Whenever the Scriptures call us to learn or pursue “righteousness,” that is just
another summary word that includes these issues of justice, mercy and humility,
loving our neighbor and loving God. As children of his kingdom, all his discipline,
love, care and promises will be bent towards shaping our lives as people who are
marked by these traits.
“For those God foreknew he predestined to be conformed to the image of his
Son, that he might be the first born among many brothers.” Romans 8:29
C. Micah 6:8 helps us to see the issues of kingdom righteousness through a
different lens than we are sometimes used to looking through. From this
passage, the core activities that God himself describes as the fulfillment of this
kingdom lifestyle include:
To act justly:
Justice, in this passage and many others in Scripture, is not referring
fundamentally to the punishment of crime, but to the positive establishment of
righteousness on behalf of the oppressed and marginalized (Psalm 9:8, 33:5,
45:6-7, 72:1-2, 140:12, 13; Isa 1:16-18). On one level, we are to make sure we
personally treat others with all goodness, rightness and justice in every situation
of life- as a merchant (Lev 19:36), an employer (Jam 5:4,5), a spouse and parent
(Eph 5), a citizen (Romans 13), a homeowner (Deut 22:8). But becoming a
person of justice has another dimension to it that is often overlooked: taking an
active role in helping others when you see them being treated them with injustice.
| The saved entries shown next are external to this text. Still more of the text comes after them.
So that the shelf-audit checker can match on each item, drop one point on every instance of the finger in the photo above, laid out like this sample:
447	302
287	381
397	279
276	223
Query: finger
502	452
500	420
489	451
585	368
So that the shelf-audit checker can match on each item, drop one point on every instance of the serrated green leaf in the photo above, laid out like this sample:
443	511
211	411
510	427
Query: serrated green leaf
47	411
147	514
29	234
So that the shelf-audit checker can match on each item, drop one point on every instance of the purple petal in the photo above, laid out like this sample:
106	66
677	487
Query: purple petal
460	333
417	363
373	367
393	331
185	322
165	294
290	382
In other words, to do whatever good we can for those who are oppressed. (Amos
The people who are the most vulnerable to injustice, and the ones to whom
we are called by God to pay special attention are the widow, the orphan, the
immigrant and the poor. (Exodus 23:9; Leviticus 19:10; Jeremiah 22:15,16;
To love mercy:
This heart of this term refers to kindness, and is translated “mercy” as a
reference to compassion. God is calling us to be the kind of person who delights
in showing compassion for people in need – when we see people in pain,
distress or misery, to step in and take action to relieve their need. It is important
to remember that this is a “covenantal obligation.” This is not simply random
charity. It is a moral obligation to be like God- someone who is committed to
showing mercy. (Mt 5:43-48; Gal 6:10)
This call for compassion applies to all kinds of need, but God calls us to pay
attention to obvious physical need: hunger, shelter, clothing, sickness. (Isa 58:6-
12 ; Mt 25:31-46; Luke 10:25-37; 1 John 3:16-18)
What is so unusual about God’s mercy is that it comes from a God of grace: we
extend such help even to people who are unworthy or, who deserve just the
opposite; we even show mercy to our enemies. (Luke 6:27-36; Romans 12:17)
To walk humbly with our God:
We are not to pursue this lifestyle from a position of arrogance, superiority or
condescension, but from a humble walk with God: a humility that comes directly
from being the recipients of God’s great mercy in our lives (2 Cor 8:1-9); a
humility that trusts God to do His will His way – even boasting in our weakness (2
Cor 12:9ff); and a humility that means we will not rely on human sources of
strength, but on the Spirit’s power, (Zechariah 4:6; Acts 2 & 4). Humility in
Scripture includes not only a humble heart attitude, but also a willingness to
minister in humble circumstances (2 Cor 8:9; Phil 2:6-8) because the very nature
of the kingdom is that it is “for” (directed towards) the poor. (Luke 4:18-21, 6:20)
This humility, which comes first from seeing our own need for and reception of
God’s mercy and favor, means the deeds of justice and compassion will not be
marked by a motivation of making ourselves feel important, but they will be done
as a true expression of the love of God, with careful concern for the person’s true
need, and “quietly” – without drawing a lot of attention to ourselves (Isa 42:1-4).